The Student Room Group

weight obsession

For as long as I can remember I've always had issues with my weight. I wasnt even a fat child - when I look back at photos I was quite thin - but relatives like my nan have always implied that I'm overweight when I'm not and thats where I think the obsession comes from.

In the past Ive been treated for anorexia and I really thought it was behind me. Between the age of about 14 -17 my weight went from really low to normal but over the past year I've managed to sort it out with counselling. I am now 18, 5'2 and 8 stone. People say I'm doing well but I'm so unhappy. When I eat, I feel like a failure. I've stopped the counselling now (even though I think I still need it) but part of me wants me to return to how I was because I was happy then, even when I was ill.

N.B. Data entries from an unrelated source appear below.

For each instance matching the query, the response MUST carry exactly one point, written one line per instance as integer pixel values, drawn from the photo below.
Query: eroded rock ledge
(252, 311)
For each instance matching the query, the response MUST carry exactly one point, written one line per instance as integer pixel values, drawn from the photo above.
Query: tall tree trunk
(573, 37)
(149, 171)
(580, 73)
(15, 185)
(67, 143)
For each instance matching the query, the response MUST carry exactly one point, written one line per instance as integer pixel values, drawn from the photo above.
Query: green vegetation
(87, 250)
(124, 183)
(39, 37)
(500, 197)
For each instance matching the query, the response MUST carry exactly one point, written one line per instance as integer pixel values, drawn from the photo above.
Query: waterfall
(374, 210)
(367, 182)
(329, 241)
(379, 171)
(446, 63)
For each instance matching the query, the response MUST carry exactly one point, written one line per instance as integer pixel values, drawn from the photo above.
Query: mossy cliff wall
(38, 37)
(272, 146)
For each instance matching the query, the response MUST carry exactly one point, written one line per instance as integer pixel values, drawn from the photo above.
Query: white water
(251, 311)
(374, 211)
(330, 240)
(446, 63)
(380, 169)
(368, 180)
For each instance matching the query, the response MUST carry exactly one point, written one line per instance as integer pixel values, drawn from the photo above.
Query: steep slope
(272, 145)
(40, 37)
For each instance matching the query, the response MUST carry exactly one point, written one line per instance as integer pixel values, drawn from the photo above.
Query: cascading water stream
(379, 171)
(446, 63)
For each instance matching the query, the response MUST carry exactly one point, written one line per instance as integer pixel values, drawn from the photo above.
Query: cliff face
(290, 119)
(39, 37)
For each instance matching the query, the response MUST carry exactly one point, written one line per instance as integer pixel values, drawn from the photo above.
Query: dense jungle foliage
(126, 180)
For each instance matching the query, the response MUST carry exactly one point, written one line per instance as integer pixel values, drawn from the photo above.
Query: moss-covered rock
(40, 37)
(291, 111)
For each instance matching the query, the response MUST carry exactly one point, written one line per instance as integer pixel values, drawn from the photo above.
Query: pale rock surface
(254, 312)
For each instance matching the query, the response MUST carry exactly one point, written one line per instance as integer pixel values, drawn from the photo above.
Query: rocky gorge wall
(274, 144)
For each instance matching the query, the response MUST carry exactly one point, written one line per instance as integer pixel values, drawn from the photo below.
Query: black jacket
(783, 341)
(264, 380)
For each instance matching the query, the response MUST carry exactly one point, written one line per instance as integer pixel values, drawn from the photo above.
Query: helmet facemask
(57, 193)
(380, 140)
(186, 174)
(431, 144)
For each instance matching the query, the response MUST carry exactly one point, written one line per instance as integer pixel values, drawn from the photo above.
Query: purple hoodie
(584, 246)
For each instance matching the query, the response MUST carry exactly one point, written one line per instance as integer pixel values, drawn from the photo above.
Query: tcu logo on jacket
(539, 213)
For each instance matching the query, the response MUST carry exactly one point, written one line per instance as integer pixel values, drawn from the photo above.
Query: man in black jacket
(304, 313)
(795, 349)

Just now I had a complete breakdown and cried for ages because I feel disgusting. I feel like a failure. My family are getting fed up with me as I'm always paranoid about looking fat and I dont know what to do anymore. I'm so down and unhappy, what can I do to stop obsessing over my weight? I know theres more to life than this and I'm sick of it as some days I'll just stay in bed coz I feel insecure and I dont want to face anyone.
Reply 1
Eating food will not make you fat, its abusing the wrong types of food that'll make you fat. If youre worried about your weight it is much,much better to eat properly and do some exersize than not eating atall and getting ill that way youl get all the nutrients you need and your skin wont look unhealthy and youll become fittter and more toned. Everyone preffers a slim slender and toned body than a stick thin boney skinny one.
BTW, my mum went on a kind of diet of not eating anything os she was convinced she was overweight when she was slim and now she has a b12 deficiency and she has to get injections every month. you dont want to get into that kind of situation
hope this helps
Reply 2
Restart the counselling. This is too hard to do on your own. Do you have a supportive friend you can talk to in the meantime? You have done so well. Don't let it all be for nothing. Try to do something, anything, read a book, go for a walk, don't stay in your room and obsess. Good luck.